Tentative Recommendations¶
If value forecasting develops into a more reliable methodology, we suggest:
Condition on scenarios, not dates: Forecast values under specified conditions (abundance, deliberation, information access)
Report full distributions: Maintain uncertainty over value heterogeneity; avoid point estimates
Continuous validation: Update forecasts as new survey data arrives; track calibration
Democratic governance: Ensure forecasting assumptions are transparent and subject to public input
Future Work¶
Longer forecast horizons with older models: The strongest test of value forecasting uses models with older training cutoffs to predict further into the future. GPT-3.5-turbo-instruct (September 2021 cutoff) could forecast GSS 2022 and 2024—a 3-year horizon. Even older models (davinci-002, GPT-2) could test 5-10 year forecasts. If LLMs can predict multi-year value trajectories from a 2019 starting point, the case for long-term conditional forecasting strengthens considerably.
Additional directions:
Expand to World Values Survey and European Social Survey for cross-national validation
Test base models without RLHF to rule out training contamination
Develop formal models linking economic conditions to value trajectories
Build ensemble methods with proper uncertainty calibration
Create standardized benchmarks for value forecasting
Explicitly condition forecasts on economic scenarios and compare predictions
Conclusion¶
The question “what values should AI be aligned with?” has no purely philosophical answer. It has an empirical component: we can study how values evolve and what conditions influence that evolution. The GSS provides 50+ years of evidence that values change—sometimes predictably, sometimes not.
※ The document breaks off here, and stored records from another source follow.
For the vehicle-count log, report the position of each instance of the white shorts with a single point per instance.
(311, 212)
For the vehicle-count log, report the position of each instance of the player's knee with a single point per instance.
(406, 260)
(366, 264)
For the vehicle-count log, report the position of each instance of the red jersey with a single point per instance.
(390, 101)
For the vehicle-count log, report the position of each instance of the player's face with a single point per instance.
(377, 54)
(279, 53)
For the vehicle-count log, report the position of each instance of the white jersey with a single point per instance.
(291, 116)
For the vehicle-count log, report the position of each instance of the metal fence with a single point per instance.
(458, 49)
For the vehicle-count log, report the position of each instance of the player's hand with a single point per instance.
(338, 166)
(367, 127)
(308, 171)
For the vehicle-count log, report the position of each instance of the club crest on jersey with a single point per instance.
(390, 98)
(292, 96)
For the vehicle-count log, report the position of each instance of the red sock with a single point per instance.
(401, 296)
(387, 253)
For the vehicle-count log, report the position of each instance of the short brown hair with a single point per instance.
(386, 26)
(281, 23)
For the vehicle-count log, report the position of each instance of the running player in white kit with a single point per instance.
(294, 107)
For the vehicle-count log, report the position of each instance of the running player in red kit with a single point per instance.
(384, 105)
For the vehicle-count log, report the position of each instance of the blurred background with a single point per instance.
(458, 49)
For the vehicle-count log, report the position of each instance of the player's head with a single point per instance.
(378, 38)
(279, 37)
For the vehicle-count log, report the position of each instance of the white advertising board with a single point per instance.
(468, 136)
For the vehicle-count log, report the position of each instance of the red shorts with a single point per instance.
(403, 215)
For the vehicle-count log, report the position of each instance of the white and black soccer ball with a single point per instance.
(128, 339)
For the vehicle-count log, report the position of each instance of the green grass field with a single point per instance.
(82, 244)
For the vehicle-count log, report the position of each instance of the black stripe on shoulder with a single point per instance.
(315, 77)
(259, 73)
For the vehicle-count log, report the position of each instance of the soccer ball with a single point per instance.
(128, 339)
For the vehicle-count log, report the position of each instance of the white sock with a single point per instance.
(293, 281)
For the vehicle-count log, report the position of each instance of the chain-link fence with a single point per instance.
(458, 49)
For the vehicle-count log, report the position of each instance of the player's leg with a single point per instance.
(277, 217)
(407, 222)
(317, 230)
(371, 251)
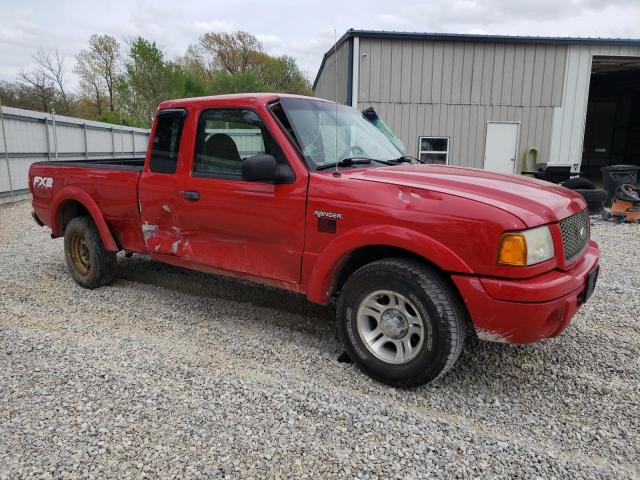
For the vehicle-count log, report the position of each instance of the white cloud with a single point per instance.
(290, 27)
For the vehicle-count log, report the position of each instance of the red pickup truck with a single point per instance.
(306, 195)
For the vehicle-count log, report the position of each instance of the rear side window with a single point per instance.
(166, 141)
(226, 137)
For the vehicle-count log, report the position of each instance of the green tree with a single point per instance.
(218, 57)
(98, 68)
(146, 81)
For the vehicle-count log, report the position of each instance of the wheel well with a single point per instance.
(70, 210)
(364, 255)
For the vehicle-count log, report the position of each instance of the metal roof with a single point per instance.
(463, 37)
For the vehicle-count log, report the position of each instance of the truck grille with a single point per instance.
(575, 234)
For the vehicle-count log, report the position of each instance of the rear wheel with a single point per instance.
(401, 322)
(90, 265)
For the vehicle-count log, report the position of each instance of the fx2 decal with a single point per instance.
(322, 214)
(43, 182)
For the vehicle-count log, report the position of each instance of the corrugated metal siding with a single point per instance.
(465, 125)
(569, 118)
(326, 85)
(26, 134)
(460, 73)
(452, 89)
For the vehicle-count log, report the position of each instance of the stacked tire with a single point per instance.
(595, 197)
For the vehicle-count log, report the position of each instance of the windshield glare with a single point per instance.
(325, 138)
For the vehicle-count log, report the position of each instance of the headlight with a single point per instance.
(526, 248)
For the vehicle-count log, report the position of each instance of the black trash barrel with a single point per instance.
(615, 175)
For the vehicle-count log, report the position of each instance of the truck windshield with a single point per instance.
(326, 138)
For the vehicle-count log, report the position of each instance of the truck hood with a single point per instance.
(535, 202)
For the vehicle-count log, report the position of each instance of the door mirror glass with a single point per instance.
(260, 168)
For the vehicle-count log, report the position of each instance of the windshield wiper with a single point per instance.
(405, 159)
(346, 162)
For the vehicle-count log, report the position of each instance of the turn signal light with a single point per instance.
(513, 250)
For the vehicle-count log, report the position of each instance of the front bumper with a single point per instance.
(525, 311)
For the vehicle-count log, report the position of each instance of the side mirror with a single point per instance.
(265, 168)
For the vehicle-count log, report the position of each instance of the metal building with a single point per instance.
(27, 136)
(492, 101)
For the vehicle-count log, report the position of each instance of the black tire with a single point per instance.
(433, 300)
(595, 200)
(579, 183)
(89, 264)
(576, 183)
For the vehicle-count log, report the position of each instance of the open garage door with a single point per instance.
(612, 129)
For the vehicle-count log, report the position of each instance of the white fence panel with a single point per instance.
(36, 136)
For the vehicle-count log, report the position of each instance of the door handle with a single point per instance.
(193, 196)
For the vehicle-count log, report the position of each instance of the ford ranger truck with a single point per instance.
(306, 195)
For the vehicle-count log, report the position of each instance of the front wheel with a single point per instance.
(89, 264)
(401, 322)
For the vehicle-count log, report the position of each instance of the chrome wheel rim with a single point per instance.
(390, 326)
(79, 250)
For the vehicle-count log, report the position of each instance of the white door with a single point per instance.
(501, 147)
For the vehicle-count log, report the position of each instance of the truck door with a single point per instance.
(255, 228)
(158, 190)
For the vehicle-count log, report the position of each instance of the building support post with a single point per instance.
(6, 151)
(55, 133)
(86, 143)
(355, 71)
(46, 136)
(113, 143)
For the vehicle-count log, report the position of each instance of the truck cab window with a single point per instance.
(228, 136)
(166, 141)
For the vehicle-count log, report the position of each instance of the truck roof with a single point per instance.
(261, 97)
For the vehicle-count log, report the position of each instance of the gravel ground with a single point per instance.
(172, 373)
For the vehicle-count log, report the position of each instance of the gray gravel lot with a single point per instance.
(171, 373)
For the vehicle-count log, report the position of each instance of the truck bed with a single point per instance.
(111, 184)
(133, 163)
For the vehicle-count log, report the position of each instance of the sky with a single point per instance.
(302, 29)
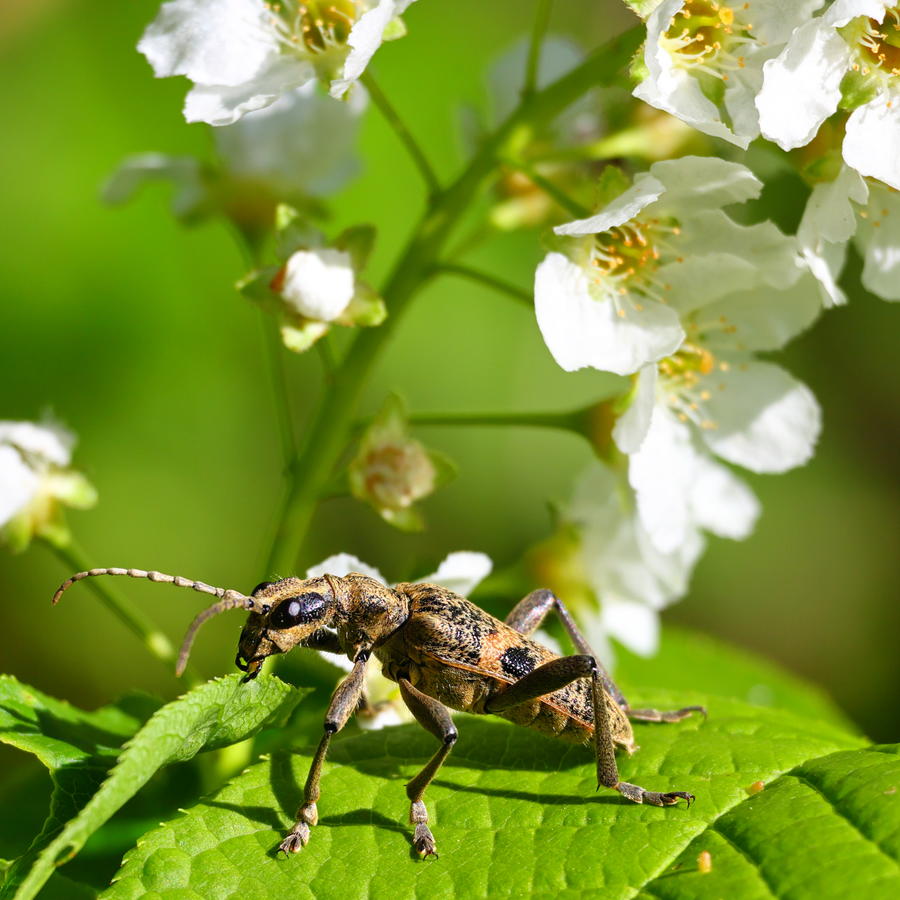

This paper shows that LLMs capture some patterns in value evolution, but miss reversals and structural shifts. The 2024 HOMOSEX decline demonstrates that even short-term forecasts fail when political and social conditions change. This is a cautionary result, not a success story.
Yet the research program remains valuable. Alignment that treats values as fixed will systematically misalign with humans living under different conditions. We need tools to anticipate value evolution—tools that are empirically grounded and honestly calibrated.
Value forecasting is one candidate tool, but it requires substantial development before practical use: better uncertainty quantification, longer forecast horizons, validation against diverse variables and countries, and—crucially—governance frameworks that prevent misuse.
The veil of scarcity may be lifting. Whether AI alignment can responsibly lift with it remains an open question.